Closed makengi closed 3 years ago
I'm curious about this, too.
Hi @makengi ,
My first-sight hunch is that the detection results and the point clouds are on different coordinate system/units. Is that the case?
The detected objects and their tracks are far apart than the point cloud clusters. The markers seem to be placed on void cells which will ideally never happen since detections (even false detections) will be on valid point cloud data and not on a void space.
Thank you for the reply @praveen-palanisamy
oh, i see.
then could you tell me how to change the coordinate system/units for resolve this problem
do i have to change coordinate after read /filtered_cloud topic ?????

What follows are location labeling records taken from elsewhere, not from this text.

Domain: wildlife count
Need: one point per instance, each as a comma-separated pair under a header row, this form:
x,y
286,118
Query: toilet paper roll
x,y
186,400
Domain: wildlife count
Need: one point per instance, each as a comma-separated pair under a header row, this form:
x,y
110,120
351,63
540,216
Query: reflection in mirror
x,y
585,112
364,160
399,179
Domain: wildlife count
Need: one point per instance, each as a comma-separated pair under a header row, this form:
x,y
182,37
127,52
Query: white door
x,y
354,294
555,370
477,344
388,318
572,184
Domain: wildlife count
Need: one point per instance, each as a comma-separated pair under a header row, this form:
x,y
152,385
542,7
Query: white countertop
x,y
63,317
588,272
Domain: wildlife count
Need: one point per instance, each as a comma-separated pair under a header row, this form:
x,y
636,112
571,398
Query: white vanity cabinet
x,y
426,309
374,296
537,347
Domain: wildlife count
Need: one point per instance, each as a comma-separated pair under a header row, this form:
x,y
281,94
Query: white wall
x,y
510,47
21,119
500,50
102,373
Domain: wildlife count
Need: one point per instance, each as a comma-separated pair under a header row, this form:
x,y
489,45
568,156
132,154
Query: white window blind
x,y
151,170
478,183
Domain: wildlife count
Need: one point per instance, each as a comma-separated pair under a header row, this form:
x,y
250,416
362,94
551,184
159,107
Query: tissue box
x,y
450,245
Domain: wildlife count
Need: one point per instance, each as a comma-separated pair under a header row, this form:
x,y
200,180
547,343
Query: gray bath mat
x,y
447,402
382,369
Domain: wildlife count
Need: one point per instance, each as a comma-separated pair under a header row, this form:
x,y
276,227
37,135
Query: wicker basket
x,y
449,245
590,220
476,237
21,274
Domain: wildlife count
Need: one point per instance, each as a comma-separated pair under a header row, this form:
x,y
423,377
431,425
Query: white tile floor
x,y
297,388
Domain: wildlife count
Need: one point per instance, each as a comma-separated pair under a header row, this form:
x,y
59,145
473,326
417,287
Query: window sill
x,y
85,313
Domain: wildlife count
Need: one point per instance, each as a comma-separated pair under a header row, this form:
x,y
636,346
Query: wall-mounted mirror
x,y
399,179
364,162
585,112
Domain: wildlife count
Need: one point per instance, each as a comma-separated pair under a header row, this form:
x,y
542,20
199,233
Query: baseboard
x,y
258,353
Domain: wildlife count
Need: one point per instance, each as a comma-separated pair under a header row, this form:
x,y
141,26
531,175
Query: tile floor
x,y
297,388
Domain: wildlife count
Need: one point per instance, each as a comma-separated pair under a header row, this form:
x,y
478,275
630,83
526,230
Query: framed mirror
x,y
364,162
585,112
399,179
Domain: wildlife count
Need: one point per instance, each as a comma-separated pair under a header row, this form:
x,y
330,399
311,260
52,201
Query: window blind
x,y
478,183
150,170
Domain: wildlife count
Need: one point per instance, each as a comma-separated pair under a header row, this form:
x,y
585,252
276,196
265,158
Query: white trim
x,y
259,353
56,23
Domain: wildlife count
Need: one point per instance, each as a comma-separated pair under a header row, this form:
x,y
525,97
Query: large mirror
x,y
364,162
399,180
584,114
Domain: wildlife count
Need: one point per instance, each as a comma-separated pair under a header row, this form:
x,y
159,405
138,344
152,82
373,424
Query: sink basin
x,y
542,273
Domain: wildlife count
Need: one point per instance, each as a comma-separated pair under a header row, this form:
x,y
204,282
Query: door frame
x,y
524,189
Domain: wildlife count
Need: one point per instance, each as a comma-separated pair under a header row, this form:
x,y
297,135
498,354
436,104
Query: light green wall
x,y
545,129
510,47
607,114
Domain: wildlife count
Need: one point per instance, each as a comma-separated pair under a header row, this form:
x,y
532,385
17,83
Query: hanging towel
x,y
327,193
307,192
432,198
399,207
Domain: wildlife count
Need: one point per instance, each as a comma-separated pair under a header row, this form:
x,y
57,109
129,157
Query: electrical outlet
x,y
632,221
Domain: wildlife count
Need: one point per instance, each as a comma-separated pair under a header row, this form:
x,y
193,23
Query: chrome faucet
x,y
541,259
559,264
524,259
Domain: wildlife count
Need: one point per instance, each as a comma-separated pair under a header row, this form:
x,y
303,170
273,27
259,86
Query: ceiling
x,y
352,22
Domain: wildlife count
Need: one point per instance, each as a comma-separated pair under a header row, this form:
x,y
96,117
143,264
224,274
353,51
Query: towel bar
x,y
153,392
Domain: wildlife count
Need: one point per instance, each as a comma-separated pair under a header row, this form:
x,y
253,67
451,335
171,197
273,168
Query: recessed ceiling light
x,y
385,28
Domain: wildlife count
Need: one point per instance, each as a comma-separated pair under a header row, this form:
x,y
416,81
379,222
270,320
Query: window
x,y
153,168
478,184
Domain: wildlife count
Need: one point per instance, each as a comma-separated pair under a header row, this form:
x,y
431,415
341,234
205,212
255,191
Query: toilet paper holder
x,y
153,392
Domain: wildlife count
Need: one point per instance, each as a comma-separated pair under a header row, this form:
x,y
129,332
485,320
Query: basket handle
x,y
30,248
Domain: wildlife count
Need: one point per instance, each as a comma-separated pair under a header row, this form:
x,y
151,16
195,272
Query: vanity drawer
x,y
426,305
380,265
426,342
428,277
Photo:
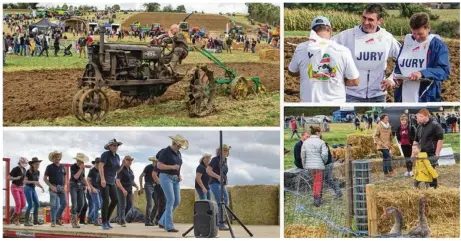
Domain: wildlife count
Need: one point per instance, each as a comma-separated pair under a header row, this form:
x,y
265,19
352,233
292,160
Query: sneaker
x,y
223,227
104,226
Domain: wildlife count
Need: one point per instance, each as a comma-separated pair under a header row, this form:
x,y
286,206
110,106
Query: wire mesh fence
x,y
307,217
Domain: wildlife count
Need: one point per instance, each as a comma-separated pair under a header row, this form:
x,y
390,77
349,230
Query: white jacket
x,y
370,80
314,153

You may just have to define a global fixed frame of reference and use S.I units for your point clouds. From the warnings (yellow font with exclamation icons) on your RViz window (zoomed view below) it looks like you don't have a Transform tree root defined for a global reference frame. Please fix that and try again.
Thank you for the reply again @praveen-palanisamy . And I have one more question. I want to detect and classify objects to differentiate between cars and people or bicycles. Is there a method that can be applied in the code? I saw about the k-mean in the code, but I don't know how to apply it.plz any advice for me
This package helps to detect and classify (& track) objects. Differentiating between object instances or to identify attributes of specific object classes (cars, pedestrians, bicycles etc) requires object specific feature/attribute detection which is outside the scope of this package. You could use the output from this package and train a classifier to differentiate between cars, people, bicycles etc. There are several opensource labelled datasets available that you can use to train your car/pedestrian/bicycle pointcloud classifer and object detector. Links to some of the widely used datasets are provided below:
You could use any of the above datasets and train a model using any of the 3D point cloud classification methods (deep neural network architectures) from the papers with code repository like PointNet++ to get started.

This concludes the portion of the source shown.